Jeff Judy

Jeff's Thoughts - February 16 , 2011

Threat? Opportunity? Irrelevant?

If you pay the least attention to business and economic news these days, there's one word that you cannot avoid:


Countless commentators have shared their prognostications about China's future. Some are convinced we are doomed to play second fiddle to the Chinese economy. Others see China as the next great opportunity, a huge market for American products and services.

The real danger? Seeing the whole issue of exports and the international economy as irrelevant to your bank. If you work with many local, smaller businesses, you may yawn and skip over these discussions in your newspaper because you don't think they have much impact on you and your customers.

When it comes to offering international banking services for your customers, even your smaller ones, there are two things you need to know:

  1. You can do it, and
  2. You should do it.

I don't have the space here to explain the how, but there are plenty of resources available to acquire the needed skills. And if you don't want to develop expertise in letters of credit and similar instruments in-house, you can work with other banks to bring these services to your customers.

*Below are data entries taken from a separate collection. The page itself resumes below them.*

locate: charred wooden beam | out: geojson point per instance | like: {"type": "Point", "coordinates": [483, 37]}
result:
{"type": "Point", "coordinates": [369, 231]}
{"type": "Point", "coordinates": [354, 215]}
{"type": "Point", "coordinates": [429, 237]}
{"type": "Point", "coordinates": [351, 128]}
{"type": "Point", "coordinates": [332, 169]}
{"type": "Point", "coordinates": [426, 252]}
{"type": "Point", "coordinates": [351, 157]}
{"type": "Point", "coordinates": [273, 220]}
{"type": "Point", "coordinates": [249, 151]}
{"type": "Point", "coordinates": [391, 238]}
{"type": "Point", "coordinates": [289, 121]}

Why should you offer international banking? Naturally, there are some opportunities for fee income there. But even if you merely break even on the international services you offer, the strengthening of your customer relationpships can be well worth your while.

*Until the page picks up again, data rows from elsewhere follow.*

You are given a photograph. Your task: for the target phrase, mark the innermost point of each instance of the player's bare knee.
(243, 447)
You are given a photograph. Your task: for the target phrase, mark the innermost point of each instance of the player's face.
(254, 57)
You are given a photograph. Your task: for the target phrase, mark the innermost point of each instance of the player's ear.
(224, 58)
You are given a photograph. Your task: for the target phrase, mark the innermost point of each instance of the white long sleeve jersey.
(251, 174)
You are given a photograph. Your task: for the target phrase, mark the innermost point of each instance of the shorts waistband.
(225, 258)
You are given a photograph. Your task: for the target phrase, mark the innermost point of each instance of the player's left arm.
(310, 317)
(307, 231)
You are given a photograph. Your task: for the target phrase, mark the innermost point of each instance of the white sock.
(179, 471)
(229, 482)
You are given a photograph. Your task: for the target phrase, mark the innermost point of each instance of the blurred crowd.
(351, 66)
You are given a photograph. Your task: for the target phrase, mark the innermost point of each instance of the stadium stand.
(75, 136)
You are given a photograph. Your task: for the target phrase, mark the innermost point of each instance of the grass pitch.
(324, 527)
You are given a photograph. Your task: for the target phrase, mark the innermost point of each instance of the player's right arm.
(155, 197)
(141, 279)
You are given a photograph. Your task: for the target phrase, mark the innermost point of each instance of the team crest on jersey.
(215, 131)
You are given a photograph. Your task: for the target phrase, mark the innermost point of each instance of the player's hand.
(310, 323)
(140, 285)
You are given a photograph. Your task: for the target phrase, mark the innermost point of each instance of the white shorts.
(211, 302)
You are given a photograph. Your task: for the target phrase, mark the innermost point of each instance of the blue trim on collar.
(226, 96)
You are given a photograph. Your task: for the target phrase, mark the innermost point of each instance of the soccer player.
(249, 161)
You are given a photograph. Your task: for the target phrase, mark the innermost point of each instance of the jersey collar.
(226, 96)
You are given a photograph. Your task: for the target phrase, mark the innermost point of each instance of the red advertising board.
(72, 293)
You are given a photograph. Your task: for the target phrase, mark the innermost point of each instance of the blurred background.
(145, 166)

Do you really have to tell your small-business customers, "We don't know how to work internationally, you will have to find someone else"? Why invite another bank to do this kind of business with your customer? The relatively small effort it takes to provide international services can amply repay you simply by retaining customers, removing the need for them to start working with another bank.

"But we serve small local businesses that are not going to export products internationally," you say? Look again! There are opportunities for small businesses in just about any size community, and you should be helping your customers find those opportunities.

After all, you might not think my own state of Minnesota is well positioned for export business. Far from either coast, we are thought of as "fly over land." We share a border with Canada, but it is a wilderness border, not an urban one.

Yet, having started my career in international banking, I can tell you from experience that some smart small businesses in this region have done well on the world market. I remember customers from smaller communities who made most of their revenue from international sales, and who came to the bigger banks to get services because their local community banks did not want to talk about it.

I could mention that, in part because of China's surging economy, export business from Minnesota increased nearly 20% last year, over the previous one. I could tell you about a company in Duluth that makes commercial and home kitchen cutting surfaces, a company that has found customers in 45 countries, even though it only has about 40 employees.

If you are not hearing about businesses in your market that are exporting now, or that could benefit from selling to international markets, it may be because those business owners assume that you do not provide international services.

Embrace international banking, and make sure your local market knows of your interest. The other side of the world is closer than you think, even for your small local business customers, and you should help them reach it.